General McChrystal mumbled, and then said They
must have run off.
No follow-up question was asked.
What, indeed, happened to the others? Hopefully, they did not suffer the fate of the Iraqi soldiers who tried to surrender (on our front page today). Perhaps the mass surrender never happened (the commander of Iraq’s 51st Mechanized Division, who the US reported as surrendering on Friday, continues to fight on).
Yesterday, Saddam Hussein issued a statement that all Geneva Convention rights of POWs taken by Iraq will be respected. However, he has already broken this by showing films of allied POWs on Iraqi TV (horribly, these also include shots of dead allied soldiers, also a violation of the same article). They have also been shown on al-Jazeera. Donald Rumsfeld says that this violation will be prosecuted. In a news conference, he also said that the US would never show Iraqi POWs on TV.
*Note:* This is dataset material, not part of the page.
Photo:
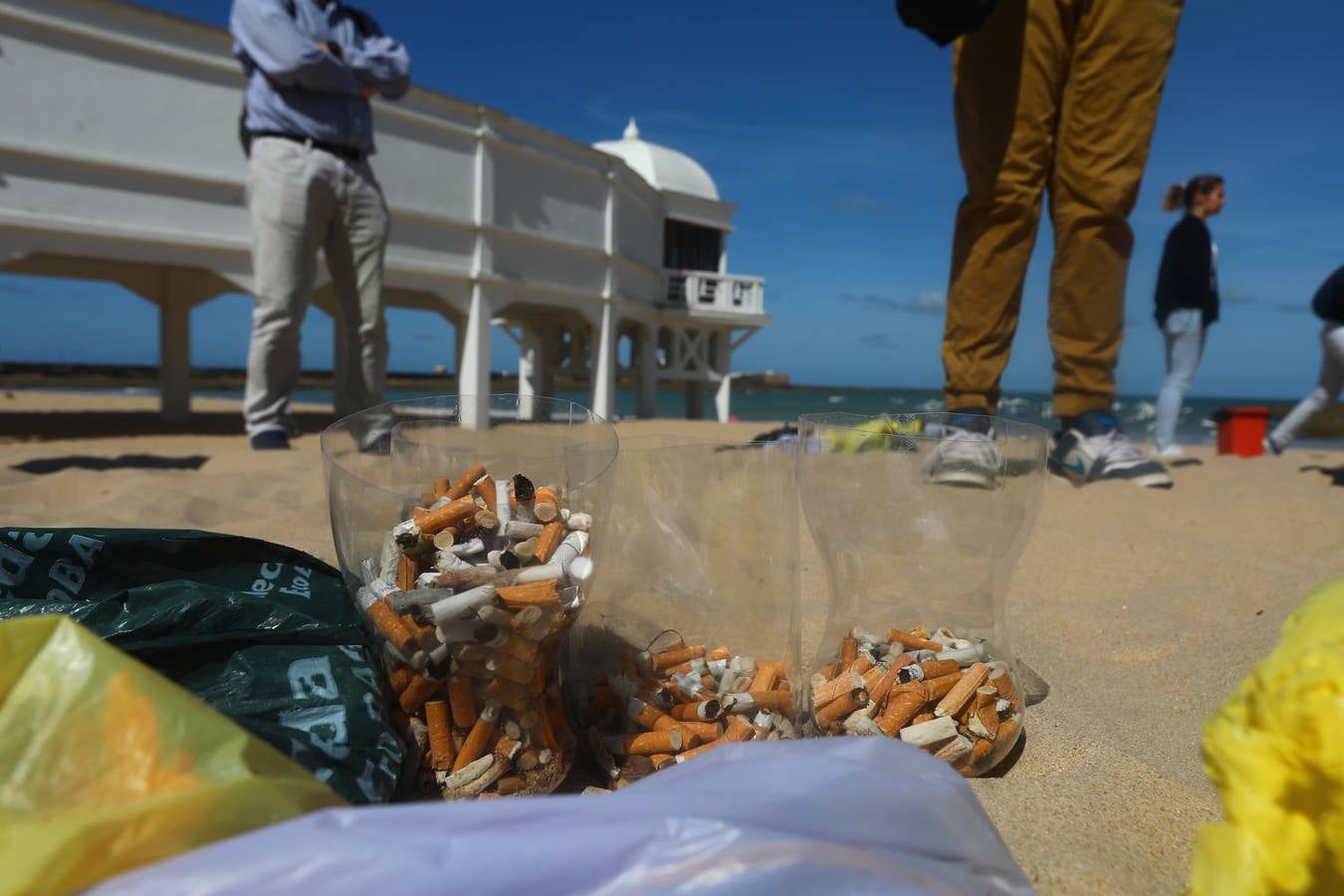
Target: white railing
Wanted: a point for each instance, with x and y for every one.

However, Fox News filled the airwaves on Saturday showing Iraqi POWs,
up close and looking humiliated. Military handlers guided the camera
crew through the groups of POWs. This story was shown at least 5 times
on Saturday on Fox, and there was a news story on their Website, but
the story has been pulled. Fox has quickly moved to airbrush any
evidence of their violation.
Geneva Convention article 13 forbids the displaying of POWs for the
purposes of public curiosity,
exactly what Fox News did on
Saturday. One wonders whether there will be equal prosecution of this
violation for both sides.
All morning, Fox News has been parading commentators who are outraged
by this war crime.
Centcom has issued a statement condemning
the actions of al-Jazeera TV for showing the footage of American
POWs. One after another, the Fox News anchors and correspondents are
talking about how upset they are and how the US would never do such a
thing, ignoring the fact that they did exactly the same thing 24 hours
earlier.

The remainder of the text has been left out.